Re: API and terms: idle-time-out and heartbeat intervals.

Alan Conway Wed, 28 Sep 2016 13:25:56 -0700

Seems there's some dispute over the meaning of idle-time-out in the
AMQP spec, not just how proton treats it. Let me try to convince you.


Forget proton for a moment, here's the spec text with my comments.
Remember: the spec defines the AMQP *protocol*, the important text is
where it talks specifically about protocol fields and constructs.

The key problem is that "idle timeout" is ambiguous: Does it mean the
time the frame receiver will wait before closing, or the max time the
frame sender is allowed to wait before sending? I claim that while the
English words "idle timeout" are used sloppily in the spec, the
statements about the formal protocol value idle-time-out are clear:
idle-time-out is the frame interval, not the connection close
threshold.

====

[spec] Connections are subject to an idle timeout threshold. The
timeout is triggered by a local peer when no frames are received after
a threshold value is exceeded. The idle timeout is measured in
milliseconds, and starts from the time the last frame is received. If
the threshold is exceeded, then a peer SHOULD try to gracefully close
the connection using a close frame with an error explaining why. If the
remote peer does not respond gracefully within a threshold to this,
then the peer MAY close the TCP socket.

[ac] This paragraph is sloppy: it uses "idle timeout", "idle timeout
threshold" and "threshold" without defining any of them. However it has
not mentioned any formal AMQP constructs as yet, so I claim this is
non-normative discussion.

[spec] Each peer has its own (independent) idle timeout. At connection
open each peer communicates the maximum period between activity
(frames) on the connection that it desires from its partner.

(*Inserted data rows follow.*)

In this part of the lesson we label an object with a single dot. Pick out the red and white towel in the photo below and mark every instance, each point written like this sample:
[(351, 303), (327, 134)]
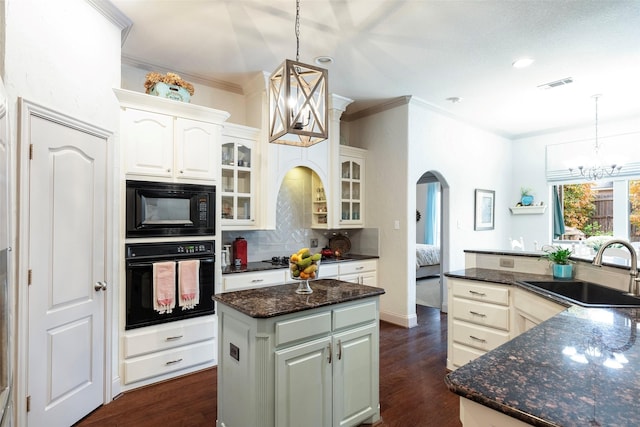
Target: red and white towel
[(188, 284), (164, 286)]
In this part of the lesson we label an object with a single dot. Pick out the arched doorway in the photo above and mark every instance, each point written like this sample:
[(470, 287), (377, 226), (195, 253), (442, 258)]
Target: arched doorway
[(432, 195)]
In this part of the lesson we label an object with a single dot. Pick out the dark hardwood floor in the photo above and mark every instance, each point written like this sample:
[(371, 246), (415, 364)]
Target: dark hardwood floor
[(412, 389)]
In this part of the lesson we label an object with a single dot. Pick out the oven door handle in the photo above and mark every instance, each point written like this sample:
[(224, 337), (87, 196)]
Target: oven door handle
[(149, 264)]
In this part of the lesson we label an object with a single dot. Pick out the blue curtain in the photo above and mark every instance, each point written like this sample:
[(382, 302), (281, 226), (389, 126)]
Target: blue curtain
[(431, 214), (558, 216)]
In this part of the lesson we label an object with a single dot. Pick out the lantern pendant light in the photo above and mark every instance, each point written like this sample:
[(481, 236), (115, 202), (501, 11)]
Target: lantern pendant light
[(298, 100)]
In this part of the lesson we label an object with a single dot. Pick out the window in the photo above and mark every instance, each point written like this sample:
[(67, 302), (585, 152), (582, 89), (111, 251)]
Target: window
[(608, 208)]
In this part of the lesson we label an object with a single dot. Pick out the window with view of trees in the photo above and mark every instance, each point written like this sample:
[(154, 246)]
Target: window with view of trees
[(589, 209)]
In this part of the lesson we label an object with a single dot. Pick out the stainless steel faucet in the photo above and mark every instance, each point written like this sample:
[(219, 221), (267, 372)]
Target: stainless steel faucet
[(633, 280)]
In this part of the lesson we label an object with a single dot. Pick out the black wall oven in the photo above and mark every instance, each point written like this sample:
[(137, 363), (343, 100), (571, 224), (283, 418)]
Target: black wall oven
[(160, 209), (159, 275)]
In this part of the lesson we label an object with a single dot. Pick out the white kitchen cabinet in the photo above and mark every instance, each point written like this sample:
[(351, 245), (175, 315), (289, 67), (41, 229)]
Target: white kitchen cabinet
[(351, 189), (530, 310), (169, 147), (169, 140), (479, 319), (239, 172), (318, 367), (156, 353), (362, 272)]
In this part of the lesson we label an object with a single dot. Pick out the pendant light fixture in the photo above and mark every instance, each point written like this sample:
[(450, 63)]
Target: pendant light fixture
[(596, 170), (298, 100)]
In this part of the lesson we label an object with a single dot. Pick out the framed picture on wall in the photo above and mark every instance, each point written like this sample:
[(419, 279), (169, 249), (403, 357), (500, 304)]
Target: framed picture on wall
[(485, 210)]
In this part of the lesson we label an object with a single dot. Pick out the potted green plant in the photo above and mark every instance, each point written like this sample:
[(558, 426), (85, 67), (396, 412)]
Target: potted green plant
[(558, 257), (526, 196)]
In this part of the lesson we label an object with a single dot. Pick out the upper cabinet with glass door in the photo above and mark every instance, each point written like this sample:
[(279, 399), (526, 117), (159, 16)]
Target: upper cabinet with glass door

[ac] This is clear: the *communicated* value (on the open frame) is the
maximum period *between frames*, it is *not* the time threshold before
a connection is closed.

[spec] The open frame carries the idle-time-out field for this purpose.
To avoid spurious timeouts, the value in idle-time-out SHOULD be half
the peer’s actual timeout threshold.

[ac] Here there is a clear distinction between the formal idle-time-out 
(frame interval) and the informal "timeout threshold" at which the
connection is closed. Since the idle-time-out SHOULD be half the
threshold, clearly it *is not* the threshold. It would have been
clearer to say "the connection close threshold should be twice the
idle-time-out"

[snip irrelevant stuff]

[spec] If during operation a peer exceeds the remote peer’s idle
timeout’s threshold, e.g., because it is heavily loaded, it SHOULD
gracefully close the connection by using a close frame with an error
explaining why

[ac] Sloppy again, but does not make any statement about the formal
meaning of idle-time-out. It talks about "thresholds" which refer to
the close threshold.

====

With one exception (in paragraph 1) the word "threshold" is always used
(sometimes in "idle timeout threshold") when referring to the
connection close threshold. I agree that the first and last paragraphs
are unclear, and the English words "idle timeout" are over-used in
confusing ways. However I think all the text that refers directly to
the formal idle-time-out value is clear: idle-time-out is the inter-
frame interval, NOT the connection close threshold.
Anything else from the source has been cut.